The spell of Padmanabhapuram Palace


A journey through time

Travel & Lifestyle

Resting with a calm demeanor at the tip of India’s mainland, Kanyakumari, is a heritage site that dates back to the 16th century. Padmanabhapuram palace is a magnificent wooden antique structure located in Thuckalay, Kanyakumari district of Tamil Nadu at a distance of about 50 kilometers from Thiruvananthapuram, Kerala.  Needless to say, the palace has a rich history attached to it. The intricate wood carvings and ornate murals are worth a sight, Padmanabhapuram palace boasts of unparalleled expertise in the science of Taccusastra (carpentry), something which is unique to the region.

The palace is situated in Tamil Nadu but it belongs to the Government of Kerala and is even maintained by the archaeology department of the state of Kerala. Dazzling in its subtle yet magnificent structure, you are bound to lose yourself in its minimalism and yet wonder at the nuisances of this architectural property. With Velli hills shielding it throughout and river Valli flowing gracefully in the vicinity.

Dedication to lord Vishnu

For the history enthusiasts, Padmanabhapuram Palace was once the capital of the State of Travancore. The palace was built during 1601 by Iravi Varma Kulasekhara Perumal who ruled Travancore between 1592 AD and 1609 AD. The etymology of the palace can be derived from the image of the lotus coming from the navel of Vishnu (Padma - lotus, nabha - navel, Puram - Town).  The founder of modern Travancore, King Anizham Thirunal Marthanda Varma (1706–1758) who ruled Travancore from 1729 to 1758, rebuilt the palace in around 1750.
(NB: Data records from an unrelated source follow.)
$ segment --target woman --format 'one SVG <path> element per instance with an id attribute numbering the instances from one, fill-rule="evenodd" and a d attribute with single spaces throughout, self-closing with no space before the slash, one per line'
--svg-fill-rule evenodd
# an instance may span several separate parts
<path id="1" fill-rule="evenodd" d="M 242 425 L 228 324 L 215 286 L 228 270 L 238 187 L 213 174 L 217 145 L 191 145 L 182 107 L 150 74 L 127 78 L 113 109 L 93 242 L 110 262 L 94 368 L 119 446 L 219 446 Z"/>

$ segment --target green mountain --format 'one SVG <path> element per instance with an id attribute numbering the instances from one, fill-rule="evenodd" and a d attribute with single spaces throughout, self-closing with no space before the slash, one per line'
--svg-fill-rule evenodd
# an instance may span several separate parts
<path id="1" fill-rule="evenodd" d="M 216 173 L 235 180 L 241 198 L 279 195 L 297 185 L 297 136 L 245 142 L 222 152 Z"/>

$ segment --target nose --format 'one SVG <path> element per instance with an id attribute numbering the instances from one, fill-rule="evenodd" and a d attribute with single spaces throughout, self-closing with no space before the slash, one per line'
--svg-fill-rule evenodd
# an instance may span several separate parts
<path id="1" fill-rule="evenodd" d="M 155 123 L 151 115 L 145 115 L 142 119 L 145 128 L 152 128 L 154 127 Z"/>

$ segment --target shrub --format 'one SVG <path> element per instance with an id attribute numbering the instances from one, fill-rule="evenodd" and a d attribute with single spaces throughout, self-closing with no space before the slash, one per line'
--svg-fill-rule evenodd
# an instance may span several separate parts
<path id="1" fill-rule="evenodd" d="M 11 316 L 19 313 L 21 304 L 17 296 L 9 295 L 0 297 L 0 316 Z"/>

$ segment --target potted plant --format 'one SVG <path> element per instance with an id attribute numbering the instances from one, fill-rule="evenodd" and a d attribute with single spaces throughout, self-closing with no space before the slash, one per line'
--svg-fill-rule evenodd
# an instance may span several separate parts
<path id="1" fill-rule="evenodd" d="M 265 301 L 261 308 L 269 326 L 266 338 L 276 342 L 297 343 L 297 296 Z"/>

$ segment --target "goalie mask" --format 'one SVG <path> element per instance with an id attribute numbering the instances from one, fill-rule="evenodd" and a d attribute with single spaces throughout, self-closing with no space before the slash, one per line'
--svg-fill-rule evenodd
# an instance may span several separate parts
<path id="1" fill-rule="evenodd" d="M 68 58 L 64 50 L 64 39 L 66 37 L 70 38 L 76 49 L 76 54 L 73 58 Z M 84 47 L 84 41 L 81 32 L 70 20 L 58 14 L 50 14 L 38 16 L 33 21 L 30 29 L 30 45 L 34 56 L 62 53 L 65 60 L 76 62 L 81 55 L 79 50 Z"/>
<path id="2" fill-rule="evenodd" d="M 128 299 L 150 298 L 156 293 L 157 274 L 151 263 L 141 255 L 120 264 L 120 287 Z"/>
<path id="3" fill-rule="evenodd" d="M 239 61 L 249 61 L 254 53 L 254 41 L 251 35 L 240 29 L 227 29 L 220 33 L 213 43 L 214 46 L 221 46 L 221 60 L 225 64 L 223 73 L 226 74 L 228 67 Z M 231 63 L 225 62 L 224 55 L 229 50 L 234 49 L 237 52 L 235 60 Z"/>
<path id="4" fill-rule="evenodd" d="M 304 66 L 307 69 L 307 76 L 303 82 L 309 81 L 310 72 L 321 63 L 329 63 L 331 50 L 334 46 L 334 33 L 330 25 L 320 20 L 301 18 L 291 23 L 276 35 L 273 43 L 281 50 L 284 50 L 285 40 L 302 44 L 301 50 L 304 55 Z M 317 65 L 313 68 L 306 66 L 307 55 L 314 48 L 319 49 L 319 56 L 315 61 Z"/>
However, it was King Marthaanda Varma’s splendid efforts in redesigning the palace which made it an art piece of its own. He dedicated the kingdom to his family deity Sree Padmanabha, an avatar of Lord Vishnu and ruled the kingdom as Padmanabha dasa or servant of Lord Padmanabha. Hence the name Padmanabhapuram or City of Lord Padmanabha. 

The charm of Taccusastra

The palace was used to be called Kalkulam Palace in the earlier times and since the entire design is made of timber wood with strict adherence to the canons of Taccusastra, the palace invites flocks of tourists from round the world. The five prominent divisions of this wooden beauty can be named as follows:

1.Mantrasala or King's Council Chamber
2.Thai Kottaram or Mother's Palace
3.Nataksala or Hall Of Performance
4.Four Storeyed Central Building or Uppirikka Maliga
5.Thekee Kottaram or Southern Palace

Mantrasala was significant for the king as he held his consultation meetings regarding the kingdom. It is one ravishing palace with windows made of colored mica, floorings made out of burnt coconut shell, egg white etc. The aesthetic beauty of the place is a one of a kind, with a majestic view of the town offered as you look through the windows and feel the royalty soak in your soul.

Thai Kottaram on the other hand is rustic and one of the oldest structures in the entire palace. The inner courtyard called nalukettu offers a breathtaking view of sloping roofs which are supported by four pillars on four corners. While you stand at the middle, you would only turn around to marvel at the artistic and architectural design of the palace which is comforting and eye-pleasing. 

The wood carvings in the Chamber Of Solitude or Ekantha Mandapam which is located on the south west corner of this Thai Kottaram is something that one shouldn’t miss while they are exploring this culturally rich heritage palace of Kerala.

This palace stretched around an area of 6.5 acres of land has about fourteen purposes denoted structures which includes Kottarams (palaces), Ayuddhapura (armoury house), Chandravilasam(entertainment hall),IndraVilasam(entertainment hall), NavarathriMandapam(dance hall),LekshmiVilasam (mansion) etc. amongst others.

 Some of the special features like the large Bay Window called AmbariMukhappu (or the Howdah shaped window), supported by elaborately carved Vyala figures (a Hindu mythical creature), the remnants of the semi-transparent shell decorations of the windows, later restored with coloured mica, the Manimalika or the clock tower, of which the movement is regulated by weights make this palace a treat to watch.

Glorified by the Malayalam film industry

Ofcourse the experience of witnessing it firsthand cannot be justified by the words used to describe this splendid beauty. The earliest memories that I have of the palace is watching the National award winning actress Shobhna dancing like a fiery enchantress in Manichitrathazhu (1992) which is hailed as one of the best movies ever made in Malayalam. Majority of the film was shot in Padmanabhapuram palace and getting a chance to see the exact locations after 23 years of its release was something that I have had never thought of.

A clock tower, a secret passage, presence of old Chinese jars & a variety of weapons, brass lamps, wood & stone sculpture, toilet and well, mirrors made of polished metal, wooden cot, polished stone cot, paintings etc. anything that takes you back to the lifestyle of communities in Kerala in the 16th century, you will find it here. Packed your bags already?